We also update the flavor bm-hyperthreading-on in the Compute service with the following property:

openstack flavor set --property trait:CUSTOM_HYPERTHREADING_ON=required bm-hyperthreading-on

Creating a Compute instance with this flavor will ensure that the instance is scheduled only to Bare Metal nodes with the CUSTOM_HYPERTHREADING_ON trait.

We could then create a Bare Metal deploy template with the name CUSTOM_HYPERTHREADING_ON and a deploy step that enables Hyperthreading:

{
    "name": "CUSTOM_HYPERTHREADING_ON",
    "steps": [
        {
            "interface": "bios",
            "step": "apply_configuration",
            "args": {
                "settings": [
                    {
                        "name": "LogicalProc",
                        "value": "Enabled"
                    }
                ]
            },
            "priority": 150
        }
    ]
}

When an instance is created using the bm-hyperthreading-on flavor, then the deploy steps of deploy template CUSTOM_HYPERTHREADING_ON will be executed during the deployment of the scheduled node, causing Hyperthreading to be enabled in the node’s BIOS configuration.

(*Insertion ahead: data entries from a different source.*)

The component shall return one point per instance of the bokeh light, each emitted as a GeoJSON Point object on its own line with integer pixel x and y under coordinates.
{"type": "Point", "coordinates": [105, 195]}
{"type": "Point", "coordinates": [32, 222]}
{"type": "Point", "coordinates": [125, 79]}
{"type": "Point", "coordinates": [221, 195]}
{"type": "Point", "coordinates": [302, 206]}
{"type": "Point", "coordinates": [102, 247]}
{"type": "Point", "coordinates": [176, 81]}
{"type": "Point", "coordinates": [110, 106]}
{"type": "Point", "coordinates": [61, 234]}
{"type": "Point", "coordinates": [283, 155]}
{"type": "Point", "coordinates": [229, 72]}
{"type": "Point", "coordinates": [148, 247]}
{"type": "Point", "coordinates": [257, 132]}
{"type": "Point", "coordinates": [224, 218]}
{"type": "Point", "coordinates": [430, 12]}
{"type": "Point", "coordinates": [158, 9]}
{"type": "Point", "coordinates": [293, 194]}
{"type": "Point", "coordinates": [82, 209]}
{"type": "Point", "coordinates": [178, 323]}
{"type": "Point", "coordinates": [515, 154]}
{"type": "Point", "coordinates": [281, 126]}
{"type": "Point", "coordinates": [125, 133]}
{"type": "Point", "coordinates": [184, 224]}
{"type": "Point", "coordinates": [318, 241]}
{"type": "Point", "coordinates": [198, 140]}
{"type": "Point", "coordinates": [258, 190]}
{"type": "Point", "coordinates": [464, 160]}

To make this example more dynamic, let’s add a second trait CUSTOM_HYPERTHREADING_OFF to the node:

baremetal node add trait <node> CUSTOM_HYPERTHREADING_OFF

We could also update a second flavor, bm-hyperthreading-off, with the following property:

openstack flavor set --property trait:CUSTOM_HYPERTHREADING_OFF=required bm-hyperthreading-off

Finally, we create a deploy template with the name CUSTOM_HYPERTHREADING_OFF and a deploy step that disables Hyperthreading:

{
    "name": "CUSTOM_HYPERTHREADING_OFF",
    "steps": [
        {
            "interface": "bios",
            "step": "apply_configuration",
            "args": {
                "settings": [
                    {
                        "name": "LogicalProc",
                        "value": "Disabled"
                    }
                ]
            },
            "priority": 150
        }
    ]
}

Creating a Compute instance with the bm-hyperthreading-off instance will cause the scheduled node to have Hyperthreading disabled in the BIOS during deployment.

We now have a way to create Compute instances with different configurations, by choosing between different Compute flavors, supported by a single Bare Metal node that is dynamically configured during deployment.